SimiaoZuo / MoEBERT

This PyTorch package implements MoEBERT: from BERT to Mixture-of-Experts via Importance-Guided Adaptation (NAACL 2022).
Apache License 2.0
97 stars 13 forks source link

The model on target task should be fined-tuned on the basis of BERT or MoEBERT? #1

Closed LisaWang0306 closed 2 years ago

LisaWang0306 commented 2 years ago

In README, you mentioned that:

Before running any distillation code, a pre-trained BERT model should be fine-tuned on the target task. Path to the fine-tuned model should be passed to --model_name_or_path. Can I fine-tune on bert-base-uncased model and run distillation code with MoE options? Is pretrained MoEBERT model necessary? Thanks very much!

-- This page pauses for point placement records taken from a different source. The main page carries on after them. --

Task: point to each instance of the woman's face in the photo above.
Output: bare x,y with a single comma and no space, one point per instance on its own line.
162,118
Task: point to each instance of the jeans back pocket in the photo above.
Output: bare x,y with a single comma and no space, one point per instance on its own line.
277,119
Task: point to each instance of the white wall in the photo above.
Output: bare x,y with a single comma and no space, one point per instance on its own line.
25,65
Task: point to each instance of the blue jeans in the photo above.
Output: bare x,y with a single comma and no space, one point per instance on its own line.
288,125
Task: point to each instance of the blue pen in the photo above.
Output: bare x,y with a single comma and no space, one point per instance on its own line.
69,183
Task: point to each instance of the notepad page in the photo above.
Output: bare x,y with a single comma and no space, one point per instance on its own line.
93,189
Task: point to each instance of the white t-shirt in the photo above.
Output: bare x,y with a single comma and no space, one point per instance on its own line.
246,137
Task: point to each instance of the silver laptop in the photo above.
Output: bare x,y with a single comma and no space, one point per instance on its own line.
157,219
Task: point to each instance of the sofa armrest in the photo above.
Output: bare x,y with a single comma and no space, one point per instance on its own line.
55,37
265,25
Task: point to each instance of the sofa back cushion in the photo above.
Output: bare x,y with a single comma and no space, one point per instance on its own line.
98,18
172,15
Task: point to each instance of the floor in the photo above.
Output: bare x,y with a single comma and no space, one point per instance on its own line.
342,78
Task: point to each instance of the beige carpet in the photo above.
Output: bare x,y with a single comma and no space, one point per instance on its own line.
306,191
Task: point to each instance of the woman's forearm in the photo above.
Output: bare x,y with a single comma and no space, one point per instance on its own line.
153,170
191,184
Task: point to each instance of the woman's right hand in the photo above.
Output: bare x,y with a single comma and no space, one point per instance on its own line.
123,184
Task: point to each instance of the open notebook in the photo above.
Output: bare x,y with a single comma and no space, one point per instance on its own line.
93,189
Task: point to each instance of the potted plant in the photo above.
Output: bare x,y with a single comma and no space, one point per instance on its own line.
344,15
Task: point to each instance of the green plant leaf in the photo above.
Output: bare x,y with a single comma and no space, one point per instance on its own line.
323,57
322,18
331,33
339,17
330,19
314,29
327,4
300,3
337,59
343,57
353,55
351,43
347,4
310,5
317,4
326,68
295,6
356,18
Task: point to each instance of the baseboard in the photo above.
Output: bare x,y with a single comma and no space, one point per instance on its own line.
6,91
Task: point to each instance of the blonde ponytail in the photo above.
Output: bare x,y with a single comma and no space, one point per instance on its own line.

SimiaoZuo commented 2 years ago

For example, suppose we are working on the MNLI dataset. We first fine-tune a pre-trained BERT model (e.g., bert-base-uncased) on MNLI, and this fine-tuned model serves as the teacher.

LisaWang0306 commented 2 years ago

Thanks!

CaffreyR commented 2 years ago

Hi @LisaWang0306 , may I ask that how to get the finetune model as you mentioned in bert-base-uncased! Many thanks!